Dual mechanisms of Ca²⁺ oscillations in hepatocytes

Calcium (Ca²⁺) oscillations in hepatocytes control many critical cellular functions, including glucose metabolism and bile secretion. The mechanisms underlying repetitive Ca²⁺ oscillations and how these mechanisms regulate these oscillations is not fully understood. Recent experimental evidence has shown that both Ca²⁺ regulation of the inositol 1,4,5-trisphosphate (IP₃) receptor and IP₃ metabolism generate Ca²⁺ oscillations and co-exist in hepatocytes. To investigate the effects of these feedback mechanisms on the Ca²⁺ response, we construct a mathematical model of the Ca²⁺ signalling network in hepatocytes.
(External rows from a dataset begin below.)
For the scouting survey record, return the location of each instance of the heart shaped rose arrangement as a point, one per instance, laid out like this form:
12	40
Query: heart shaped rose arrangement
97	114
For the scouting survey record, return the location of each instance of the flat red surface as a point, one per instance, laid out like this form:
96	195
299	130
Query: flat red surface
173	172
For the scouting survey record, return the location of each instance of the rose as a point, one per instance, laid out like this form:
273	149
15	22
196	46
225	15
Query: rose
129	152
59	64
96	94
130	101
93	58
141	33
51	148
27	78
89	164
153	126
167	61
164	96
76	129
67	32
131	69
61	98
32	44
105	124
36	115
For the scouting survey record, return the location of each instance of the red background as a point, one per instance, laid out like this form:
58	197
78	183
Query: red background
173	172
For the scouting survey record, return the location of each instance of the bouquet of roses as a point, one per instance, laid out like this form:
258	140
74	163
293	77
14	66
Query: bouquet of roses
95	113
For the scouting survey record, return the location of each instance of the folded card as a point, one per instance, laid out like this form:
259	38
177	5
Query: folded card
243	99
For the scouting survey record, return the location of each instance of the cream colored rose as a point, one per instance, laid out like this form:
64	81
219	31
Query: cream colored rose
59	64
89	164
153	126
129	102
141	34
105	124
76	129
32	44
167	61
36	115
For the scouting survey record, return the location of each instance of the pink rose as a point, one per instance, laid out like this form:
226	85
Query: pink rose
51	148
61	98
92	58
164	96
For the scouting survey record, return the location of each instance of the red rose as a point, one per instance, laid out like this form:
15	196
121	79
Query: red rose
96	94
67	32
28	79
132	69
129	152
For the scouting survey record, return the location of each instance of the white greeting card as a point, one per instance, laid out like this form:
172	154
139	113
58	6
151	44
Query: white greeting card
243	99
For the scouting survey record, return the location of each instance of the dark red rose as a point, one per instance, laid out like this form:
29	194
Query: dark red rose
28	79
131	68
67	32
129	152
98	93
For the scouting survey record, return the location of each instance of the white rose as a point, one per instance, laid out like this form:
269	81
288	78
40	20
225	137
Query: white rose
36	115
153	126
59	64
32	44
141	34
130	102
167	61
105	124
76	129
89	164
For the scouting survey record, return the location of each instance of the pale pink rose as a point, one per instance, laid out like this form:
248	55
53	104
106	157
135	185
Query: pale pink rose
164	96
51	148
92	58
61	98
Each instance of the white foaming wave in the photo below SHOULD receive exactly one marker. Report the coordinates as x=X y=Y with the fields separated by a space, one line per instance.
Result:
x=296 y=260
The model accounts for the biphasic regulation of Ca²⁺ on the IP₃ receptor (IP₃R) and the positive feedback from Ca²⁺ on IP₃ metabolism, via activation of phospholipase C (PLC) by agonist and Ca²⁺. Model simulations show that Ca²⁺ oscillations exist for both constant [IP₃] and for [IP₃] changing dynamically. We show, both experimentally and in the model, that as agonist concentration increases, Ca²⁺ oscillations transition between simple narrow-spike oscillations and complex broad-spike oscillations. The model predicts that narrow-spike oscillations persist when Ca²⁺ transport across the plasma membrane is blocked. This prediction has been experimentally validated. In contrast, broad-spike oscillations are terminated when plasma membrane transport is blocked. We conclude that multiple feedback mechanisms participate in regulating Ca²⁺ oscillations in hepatocytes.